We last spoke to photographer Scott London after last year’s Burning Man, during which he took some damn fine photographs. Seriously, the man knows that festival in ways other photographers can’t. And we have a festival love that runs deep in our bones, as they are about everything we celebrate: Music, travel, art, independence, originality, performance, and pure joy. If there is a talented photographer who can capture those moments, we will line the fuck up for more and more. We’re hooked — Scott London (@Scott.London), we heart you.
This year, the heat in Black Rock City was brutal, leaving burners hiding during the hottest part of the day and leading a quasi-nocturnal life. But, that didn’t stop famed photographer London from celebrating the spirit of the event and getting some amazing images. He finds moments that surprise and delight. They speak to you. And, where better to find subjects for this kind of human-driven, spontaneous photography than on the baked expanses of the playa?

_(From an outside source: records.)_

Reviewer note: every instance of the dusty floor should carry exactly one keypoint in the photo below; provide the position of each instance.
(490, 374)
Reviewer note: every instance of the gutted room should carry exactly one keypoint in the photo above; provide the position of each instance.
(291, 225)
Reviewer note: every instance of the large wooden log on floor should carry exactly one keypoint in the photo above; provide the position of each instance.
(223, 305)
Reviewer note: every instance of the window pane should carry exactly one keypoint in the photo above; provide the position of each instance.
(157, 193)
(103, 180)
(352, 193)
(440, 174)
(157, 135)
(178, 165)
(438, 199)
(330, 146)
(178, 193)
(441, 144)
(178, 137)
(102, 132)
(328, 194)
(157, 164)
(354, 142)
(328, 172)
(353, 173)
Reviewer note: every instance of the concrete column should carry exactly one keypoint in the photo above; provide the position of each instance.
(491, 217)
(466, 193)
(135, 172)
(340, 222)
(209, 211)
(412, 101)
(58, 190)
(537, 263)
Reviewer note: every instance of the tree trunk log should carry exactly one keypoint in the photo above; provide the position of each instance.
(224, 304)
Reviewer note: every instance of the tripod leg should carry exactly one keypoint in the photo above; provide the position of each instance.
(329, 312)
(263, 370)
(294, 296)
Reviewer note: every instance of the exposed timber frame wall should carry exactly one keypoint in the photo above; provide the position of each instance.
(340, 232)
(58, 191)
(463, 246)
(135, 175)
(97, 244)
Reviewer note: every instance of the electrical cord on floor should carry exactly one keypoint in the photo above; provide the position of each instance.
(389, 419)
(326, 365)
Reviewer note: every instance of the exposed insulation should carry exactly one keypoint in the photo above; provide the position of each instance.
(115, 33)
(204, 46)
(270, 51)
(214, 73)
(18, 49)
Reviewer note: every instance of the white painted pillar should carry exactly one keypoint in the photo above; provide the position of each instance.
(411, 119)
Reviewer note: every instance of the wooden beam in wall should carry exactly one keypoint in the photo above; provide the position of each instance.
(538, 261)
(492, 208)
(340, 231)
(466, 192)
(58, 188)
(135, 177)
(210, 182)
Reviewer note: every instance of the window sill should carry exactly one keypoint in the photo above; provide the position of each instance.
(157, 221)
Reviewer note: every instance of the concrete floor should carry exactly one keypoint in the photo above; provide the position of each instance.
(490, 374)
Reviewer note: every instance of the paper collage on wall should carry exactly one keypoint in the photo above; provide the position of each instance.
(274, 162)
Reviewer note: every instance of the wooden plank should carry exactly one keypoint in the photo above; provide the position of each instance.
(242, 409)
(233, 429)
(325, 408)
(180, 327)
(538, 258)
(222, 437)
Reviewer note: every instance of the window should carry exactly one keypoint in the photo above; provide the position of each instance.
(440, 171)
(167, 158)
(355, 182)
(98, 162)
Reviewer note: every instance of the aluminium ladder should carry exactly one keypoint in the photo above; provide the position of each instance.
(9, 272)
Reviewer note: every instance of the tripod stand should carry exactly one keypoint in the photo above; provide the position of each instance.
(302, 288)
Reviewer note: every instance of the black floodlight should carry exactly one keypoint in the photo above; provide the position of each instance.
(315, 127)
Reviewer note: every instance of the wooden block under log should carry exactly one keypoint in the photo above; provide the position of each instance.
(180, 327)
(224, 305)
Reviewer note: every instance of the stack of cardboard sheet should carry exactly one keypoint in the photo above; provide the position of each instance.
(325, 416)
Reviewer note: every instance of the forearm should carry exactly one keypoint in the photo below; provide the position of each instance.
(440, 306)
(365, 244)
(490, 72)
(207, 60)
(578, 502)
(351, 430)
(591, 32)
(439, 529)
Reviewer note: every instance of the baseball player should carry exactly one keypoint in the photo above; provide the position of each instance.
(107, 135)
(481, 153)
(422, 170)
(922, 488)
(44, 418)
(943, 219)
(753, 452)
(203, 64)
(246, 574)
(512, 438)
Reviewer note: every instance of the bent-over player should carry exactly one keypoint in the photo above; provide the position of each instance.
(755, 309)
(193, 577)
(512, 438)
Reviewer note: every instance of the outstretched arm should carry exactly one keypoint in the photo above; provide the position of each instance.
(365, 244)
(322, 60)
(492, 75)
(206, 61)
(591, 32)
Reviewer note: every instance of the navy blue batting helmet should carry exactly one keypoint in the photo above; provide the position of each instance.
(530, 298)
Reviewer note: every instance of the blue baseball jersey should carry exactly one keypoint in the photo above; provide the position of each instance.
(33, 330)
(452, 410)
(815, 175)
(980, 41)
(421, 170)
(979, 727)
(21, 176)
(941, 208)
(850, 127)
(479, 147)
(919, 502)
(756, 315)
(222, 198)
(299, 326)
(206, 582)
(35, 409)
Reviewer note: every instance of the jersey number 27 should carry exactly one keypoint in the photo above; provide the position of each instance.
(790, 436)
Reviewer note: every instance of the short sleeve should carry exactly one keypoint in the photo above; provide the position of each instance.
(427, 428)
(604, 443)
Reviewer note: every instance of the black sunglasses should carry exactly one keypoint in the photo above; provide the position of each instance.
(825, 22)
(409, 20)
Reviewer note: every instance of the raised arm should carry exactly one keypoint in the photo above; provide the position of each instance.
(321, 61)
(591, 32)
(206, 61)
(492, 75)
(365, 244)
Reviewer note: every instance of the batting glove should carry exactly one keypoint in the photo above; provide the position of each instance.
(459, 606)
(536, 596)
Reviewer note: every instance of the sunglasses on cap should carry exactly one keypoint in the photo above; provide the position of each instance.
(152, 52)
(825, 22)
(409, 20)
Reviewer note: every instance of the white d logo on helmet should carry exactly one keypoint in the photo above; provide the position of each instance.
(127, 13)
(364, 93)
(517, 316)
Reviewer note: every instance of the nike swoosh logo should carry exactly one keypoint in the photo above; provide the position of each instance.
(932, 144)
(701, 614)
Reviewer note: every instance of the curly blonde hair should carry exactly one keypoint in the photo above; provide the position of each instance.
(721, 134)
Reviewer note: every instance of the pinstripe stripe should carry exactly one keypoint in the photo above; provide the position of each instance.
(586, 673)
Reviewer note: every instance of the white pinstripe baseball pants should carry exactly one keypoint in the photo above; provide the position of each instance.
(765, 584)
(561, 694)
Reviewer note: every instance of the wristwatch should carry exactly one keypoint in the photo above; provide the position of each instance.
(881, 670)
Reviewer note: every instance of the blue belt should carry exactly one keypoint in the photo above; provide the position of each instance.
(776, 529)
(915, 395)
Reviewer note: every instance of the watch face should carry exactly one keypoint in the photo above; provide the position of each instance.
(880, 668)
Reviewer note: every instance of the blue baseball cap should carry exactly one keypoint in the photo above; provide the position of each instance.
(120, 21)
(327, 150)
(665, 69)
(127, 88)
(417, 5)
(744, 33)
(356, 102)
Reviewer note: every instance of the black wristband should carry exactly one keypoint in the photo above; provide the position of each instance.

London was kind enough to give us tons of rad shots and to answers our questions about the reality of working in the heat of the desert, how he changed his initial opinion of Burning Man, and whether a photographer can be fully present in a moment.

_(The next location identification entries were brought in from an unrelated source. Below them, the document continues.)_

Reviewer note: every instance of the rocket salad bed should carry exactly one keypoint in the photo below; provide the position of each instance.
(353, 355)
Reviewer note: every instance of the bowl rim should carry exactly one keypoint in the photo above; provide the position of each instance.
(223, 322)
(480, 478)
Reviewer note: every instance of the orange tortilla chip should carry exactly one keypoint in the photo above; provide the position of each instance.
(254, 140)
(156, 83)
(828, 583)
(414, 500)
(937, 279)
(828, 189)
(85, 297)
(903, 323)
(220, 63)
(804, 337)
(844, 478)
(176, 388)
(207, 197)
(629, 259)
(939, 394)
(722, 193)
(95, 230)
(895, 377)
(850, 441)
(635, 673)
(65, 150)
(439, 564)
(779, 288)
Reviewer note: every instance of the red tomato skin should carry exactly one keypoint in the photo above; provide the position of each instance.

How was your experience at this year’s Burning Man?
I had an enchanting week out there. But I say that every year [laughs].
I heard it was very hot this year.
Yes, it was the hottest year ever at Burning Man. We had 100-degree temperatures almost every day. It was tough working in that heat. And people were less active during the day, so there wasn’t quite as much going on as usual.
People don’t talk very often about how challenging it is to be out in the desert for days at a time, do they?